Azure AD users, groups, and applications that need to connect to the database will be assigned to the database app roles.

1. Log in to Azure AD as an administrator who has privileges for creating app roles.
2. Access the Oracle Database app registration that you created.
   1. Use the Directory + subscription filter to locate the Azure Active Directory tenant that contains the Oracle Database app registration.
   2. Select Azure Active Directory.
   3. Under Manage, select App registrations, and then select the Oracle Database instance that you registered earlier.
3. Under Manage, select App roles.
4. In the App roles page, select Create app role.
5. In the Create app role page, enter the following information:
   • Display name is the displayed name of the role (for example, HR App Schema).

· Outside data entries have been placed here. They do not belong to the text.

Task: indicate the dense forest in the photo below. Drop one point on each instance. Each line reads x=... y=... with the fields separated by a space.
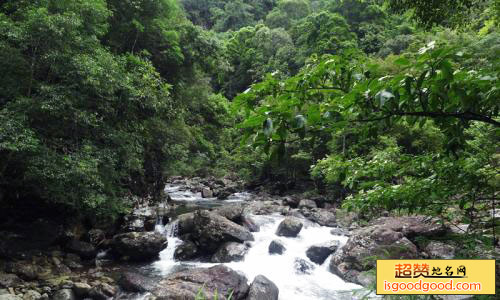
x=380 y=104
x=375 y=123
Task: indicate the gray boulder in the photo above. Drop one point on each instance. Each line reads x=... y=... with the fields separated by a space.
x=306 y=203
x=319 y=253
x=139 y=246
x=440 y=250
x=263 y=289
x=9 y=280
x=212 y=230
x=302 y=266
x=187 y=284
x=229 y=252
x=276 y=247
x=83 y=249
x=64 y=294
x=289 y=227
x=186 y=251
x=135 y=283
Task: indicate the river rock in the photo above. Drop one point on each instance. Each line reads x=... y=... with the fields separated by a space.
x=139 y=246
x=9 y=280
x=306 y=203
x=319 y=253
x=187 y=284
x=24 y=270
x=96 y=236
x=263 y=289
x=64 y=294
x=321 y=216
x=135 y=283
x=81 y=289
x=102 y=291
x=10 y=297
x=207 y=193
x=249 y=223
x=83 y=249
x=186 y=251
x=32 y=295
x=212 y=230
x=229 y=252
x=289 y=227
x=302 y=266
x=440 y=250
x=276 y=247
x=185 y=223
x=375 y=241
x=413 y=226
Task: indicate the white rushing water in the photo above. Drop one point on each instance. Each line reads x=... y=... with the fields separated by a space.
x=319 y=284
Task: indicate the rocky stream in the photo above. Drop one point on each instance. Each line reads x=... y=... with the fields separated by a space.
x=212 y=236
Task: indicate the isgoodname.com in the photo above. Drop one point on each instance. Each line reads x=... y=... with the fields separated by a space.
x=425 y=287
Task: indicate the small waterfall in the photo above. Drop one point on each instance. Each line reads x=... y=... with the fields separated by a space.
x=172 y=228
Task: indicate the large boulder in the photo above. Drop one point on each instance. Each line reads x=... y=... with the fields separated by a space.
x=276 y=247
x=212 y=230
x=9 y=280
x=321 y=216
x=376 y=241
x=139 y=246
x=83 y=249
x=289 y=227
x=441 y=250
x=229 y=252
x=263 y=289
x=185 y=223
x=64 y=294
x=306 y=203
x=186 y=251
x=135 y=283
x=187 y=284
x=319 y=253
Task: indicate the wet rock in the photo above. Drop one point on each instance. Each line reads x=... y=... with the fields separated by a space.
x=276 y=247
x=9 y=280
x=440 y=250
x=293 y=202
x=263 y=289
x=302 y=266
x=319 y=253
x=83 y=249
x=187 y=284
x=207 y=193
x=185 y=223
x=289 y=227
x=321 y=216
x=133 y=224
x=10 y=297
x=306 y=203
x=25 y=270
x=64 y=294
x=81 y=289
x=229 y=252
x=186 y=251
x=139 y=246
x=135 y=283
x=32 y=295
x=379 y=241
x=340 y=231
x=96 y=236
x=212 y=230
x=413 y=226
x=102 y=291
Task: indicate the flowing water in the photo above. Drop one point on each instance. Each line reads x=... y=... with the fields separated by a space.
x=318 y=283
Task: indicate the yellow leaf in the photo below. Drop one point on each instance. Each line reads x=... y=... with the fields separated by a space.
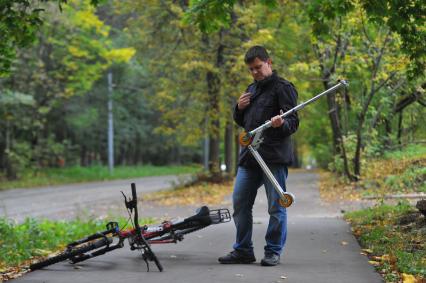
x=408 y=278
x=375 y=263
x=120 y=55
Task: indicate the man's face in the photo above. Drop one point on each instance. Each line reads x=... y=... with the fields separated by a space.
x=260 y=69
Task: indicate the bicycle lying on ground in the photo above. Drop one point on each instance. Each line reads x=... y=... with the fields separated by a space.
x=139 y=238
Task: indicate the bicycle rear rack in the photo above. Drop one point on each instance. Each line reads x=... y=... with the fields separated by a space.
x=221 y=215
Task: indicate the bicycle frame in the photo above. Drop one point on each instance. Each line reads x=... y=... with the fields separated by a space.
x=140 y=238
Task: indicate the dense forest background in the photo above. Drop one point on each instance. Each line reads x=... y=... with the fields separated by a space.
x=177 y=69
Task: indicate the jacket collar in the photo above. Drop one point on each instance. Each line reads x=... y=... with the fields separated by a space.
x=258 y=85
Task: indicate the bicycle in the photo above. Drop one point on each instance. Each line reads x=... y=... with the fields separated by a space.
x=140 y=238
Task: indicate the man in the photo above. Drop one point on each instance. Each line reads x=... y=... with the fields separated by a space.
x=267 y=97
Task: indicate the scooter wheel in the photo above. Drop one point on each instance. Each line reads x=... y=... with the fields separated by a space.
x=245 y=139
x=287 y=200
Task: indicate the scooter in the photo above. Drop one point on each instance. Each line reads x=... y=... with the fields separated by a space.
x=254 y=139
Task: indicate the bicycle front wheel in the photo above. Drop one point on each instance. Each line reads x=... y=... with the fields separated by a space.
x=75 y=251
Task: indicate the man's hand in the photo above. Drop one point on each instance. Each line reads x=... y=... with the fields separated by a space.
x=244 y=101
x=277 y=121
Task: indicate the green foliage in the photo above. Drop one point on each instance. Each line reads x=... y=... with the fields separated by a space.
x=35 y=238
x=414 y=177
x=19 y=22
x=410 y=151
x=379 y=230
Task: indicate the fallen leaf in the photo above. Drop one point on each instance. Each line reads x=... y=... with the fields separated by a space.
x=374 y=263
x=408 y=278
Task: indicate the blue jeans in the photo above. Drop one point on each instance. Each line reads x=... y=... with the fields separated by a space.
x=246 y=185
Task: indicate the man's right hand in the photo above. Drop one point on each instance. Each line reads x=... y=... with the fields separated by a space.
x=244 y=101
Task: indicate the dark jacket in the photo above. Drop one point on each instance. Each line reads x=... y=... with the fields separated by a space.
x=268 y=97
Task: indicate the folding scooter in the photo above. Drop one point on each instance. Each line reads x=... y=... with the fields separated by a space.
x=253 y=139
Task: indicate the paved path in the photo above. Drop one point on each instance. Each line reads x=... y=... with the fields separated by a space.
x=314 y=251
x=69 y=201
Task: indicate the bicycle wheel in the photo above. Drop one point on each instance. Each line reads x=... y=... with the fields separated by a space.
x=75 y=251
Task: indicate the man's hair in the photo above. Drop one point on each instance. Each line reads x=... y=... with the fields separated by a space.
x=254 y=52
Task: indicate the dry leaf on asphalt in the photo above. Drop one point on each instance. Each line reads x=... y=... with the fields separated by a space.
x=408 y=278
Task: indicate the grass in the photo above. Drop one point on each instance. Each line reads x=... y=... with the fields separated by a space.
x=397 y=172
x=395 y=247
x=19 y=243
x=67 y=175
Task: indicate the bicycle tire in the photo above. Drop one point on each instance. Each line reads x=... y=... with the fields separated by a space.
x=72 y=253
x=157 y=262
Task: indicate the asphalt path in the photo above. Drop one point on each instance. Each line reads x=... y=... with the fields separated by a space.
x=76 y=200
x=320 y=248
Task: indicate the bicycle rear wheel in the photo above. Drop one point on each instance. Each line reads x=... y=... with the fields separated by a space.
x=74 y=251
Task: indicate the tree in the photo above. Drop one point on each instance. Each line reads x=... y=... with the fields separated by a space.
x=19 y=22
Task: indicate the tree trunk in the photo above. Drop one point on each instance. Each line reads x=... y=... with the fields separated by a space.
x=213 y=85
x=400 y=127
x=213 y=90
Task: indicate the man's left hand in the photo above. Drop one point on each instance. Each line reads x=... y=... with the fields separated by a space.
x=277 y=121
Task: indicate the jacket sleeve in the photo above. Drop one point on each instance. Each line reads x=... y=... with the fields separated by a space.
x=238 y=116
x=287 y=99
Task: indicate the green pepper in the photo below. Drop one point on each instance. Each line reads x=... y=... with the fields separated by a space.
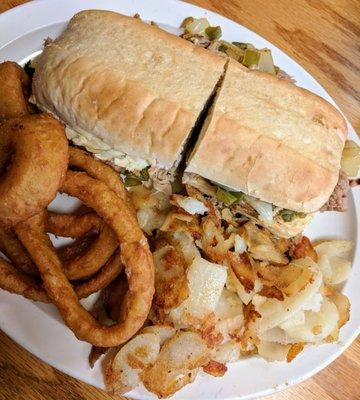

You can include spaces in this name.
   • Value is the actual name of the role (for example, HR_APP). Ensure that this setting matches exactly the string that is referenced in the database mapping to a schema or role. Do not include spaces in this name.
   • Description provides a description of the purpose of this role.
   • Do you want to enable this app role? enables you to activate the role.
6. Click Apply.

   The app role appears in the App roles pane.

   
   

Before Microsoft Azure AD users can have access to the Oracle database, they must first be assigned to the app roles that will be mapped to Oracle Database schema users or roles.

1. Log in to Azure AD as an administrator who has privileges for assigning Azure AD users and groups to app roles.
2. In enterprise applications, find the name of the Oracle Database app registration that you created. This is automatically created when you create an app registration.
   1. Use the Directory + subscription filter to locate the Azure Active Directory tenant that contains the Oracle connection.
   2. Select Azure Active Directory.
   3. Under Manage, select Enterprise applications, and then select the Oracle Database app registration name that you registered earlier.
3. Under Getting Started, select Assign users and groups.
4. Select Add user/group.
5. In the Add assignment window, select Users and groups to display a list of users and security groups.
6. From this list, select the users and groups that you want to assign to the app role, and then click Select.
7. In the Add assignment window, select Select a role to display a list of the app roles that you have created.
8. Select the app role and then select Select.
9. Click Assign.

An application that must connect to the database using the client credential flow must to be assigned to an app role.

1. Log in to Azure AD as an administrator who has privileges for assigning Azure AD users and groups to app roles.
2. Access the app registration for the application.
3. Under Manage, select API permissions.
4. In the Configured permissions area, select + Add a permission.
5. In the Request API permission pane, select the My APIs tab.
6. Select the Oracle Database app that you want to give permission for this application to access. Then select the Application permissions option.
7. Select the database app roles to assign to the application and then click the Add Permission box at the bottom of the screen to assign the app roles and close the dialog box. Ensure that the app roles that you just assigned appear under Configured permissions.
   
   
8. Select Grant admin consent for tenancy to grant consent for the tenancy users, then select Yes in the confirmation dialog box.